National Palace Museum Director Feng Ming-chu (馮明珠) is to fly to Beijing today, the first such trip since 2009 when the chiefs of the museum and of Beijing’s Palace Museum made landmark exchange visits.
Feng will meet her Chinese counterpart, Shan Jixiang (單霽翔), to discuss the loan of more than 30 artifacts from the Beijing museum for the exhibition in Taipei in October.
“The Palace Museum in Beijing has agreed to our proposal for loaning artifacts,” she said.
The exhibition, which will also include some items from the Taipei museum, will feature the artistic tastes of Qing Dynasty Emperor Qianlong (1735-1796).
“Hopefully the cooperation between the two museums will be further enhanced through the visit, following the 2009 ice-breaking exchange of visits by the curators of the two sides,” Feng said.
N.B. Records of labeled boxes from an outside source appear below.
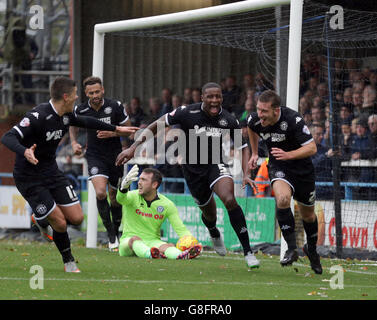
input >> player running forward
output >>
[116,82,259,268]
[69,77,131,251]
[1,77,138,272]
[247,90,322,274]
[116,164,202,259]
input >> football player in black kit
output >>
[247,90,322,274]
[69,77,131,251]
[116,82,259,268]
[1,77,137,272]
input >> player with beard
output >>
[116,82,259,268]
[247,90,322,274]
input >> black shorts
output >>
[87,156,123,189]
[14,171,79,220]
[182,164,233,207]
[268,164,315,206]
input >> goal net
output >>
[86,0,377,258]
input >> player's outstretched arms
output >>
[97,126,140,139]
[69,127,83,156]
[120,164,139,192]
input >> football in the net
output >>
[176,236,199,251]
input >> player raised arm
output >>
[97,119,140,139]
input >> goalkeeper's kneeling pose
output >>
[116,165,202,259]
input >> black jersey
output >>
[165,103,247,164]
[2,100,115,177]
[247,106,314,173]
[75,99,128,157]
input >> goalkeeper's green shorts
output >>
[119,237,167,257]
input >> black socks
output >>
[276,208,297,249]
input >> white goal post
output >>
[86,0,303,253]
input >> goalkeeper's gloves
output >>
[120,164,139,192]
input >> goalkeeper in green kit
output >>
[116,165,202,259]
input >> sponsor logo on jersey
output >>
[35,204,47,214]
[46,130,63,141]
[280,121,288,131]
[271,133,286,142]
[20,118,30,128]
[63,116,69,126]
[275,171,285,178]
[260,133,286,142]
[260,133,271,140]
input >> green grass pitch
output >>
[0,240,377,300]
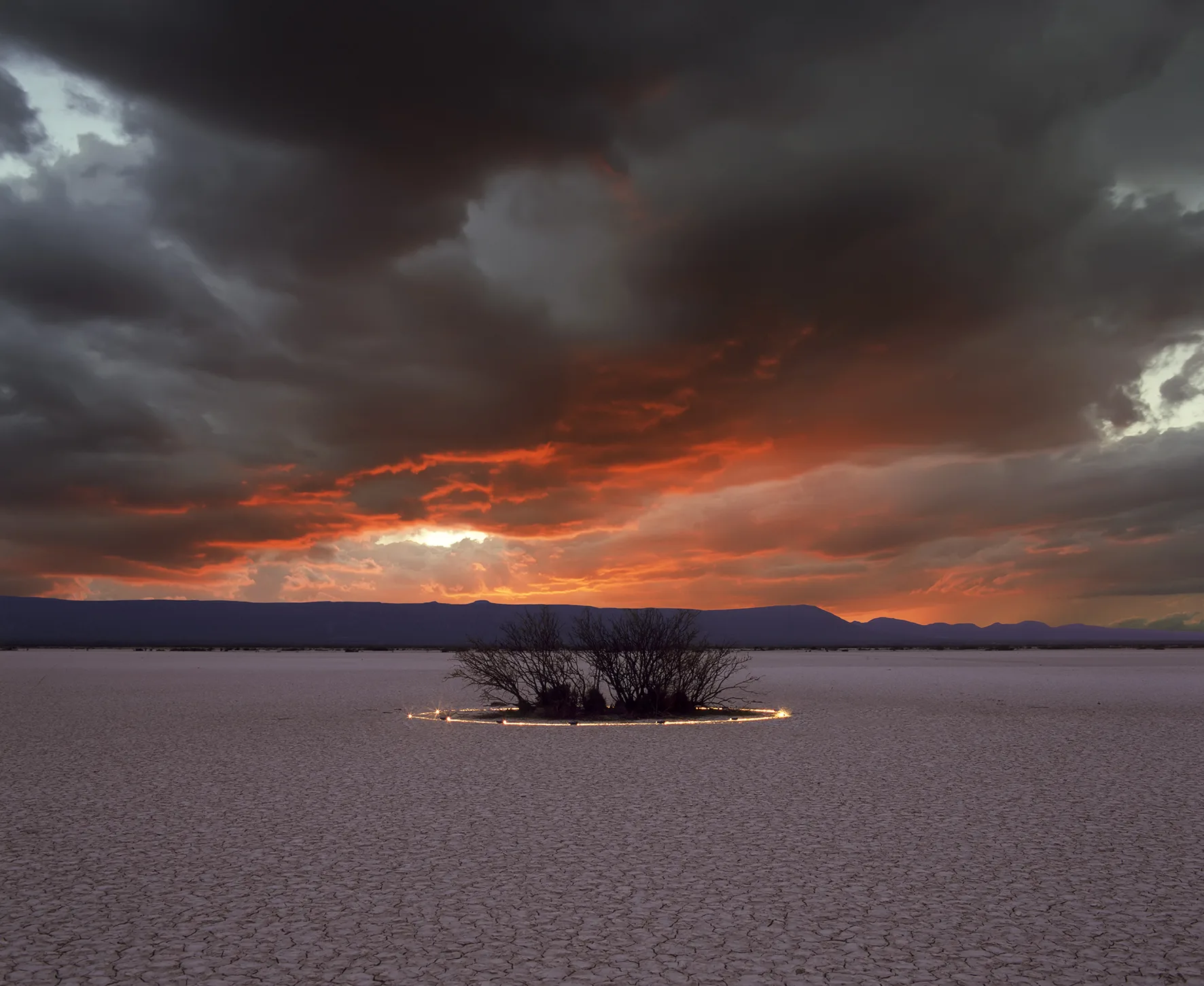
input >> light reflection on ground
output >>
[406,707,790,726]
The 2009 visits resulted in the loan of 37 works from the Chinese museum to the National Palace Museum later that year for the first joint exhibition by the two museums.
However, the Taipei museum still has no plans to lend any of its artifacts, which were originally shipped from China, fearing they would not be returned, Feng said.
The Taipei museum boasts more than 655,000 Chinese artifacts spanning 7,000 years from the prehistoric Neolithic period to the end of the Qing Dynasty in 1911.
They were removed from the Beijing museum in the 1930s by the Chinese Nationalist Party (KMT) government to prevent them falling into the hands of invading Japanese troops.
The collection was transported to Taiwan by KMT authorities more than 60 years ago after they were defeated by communist forces.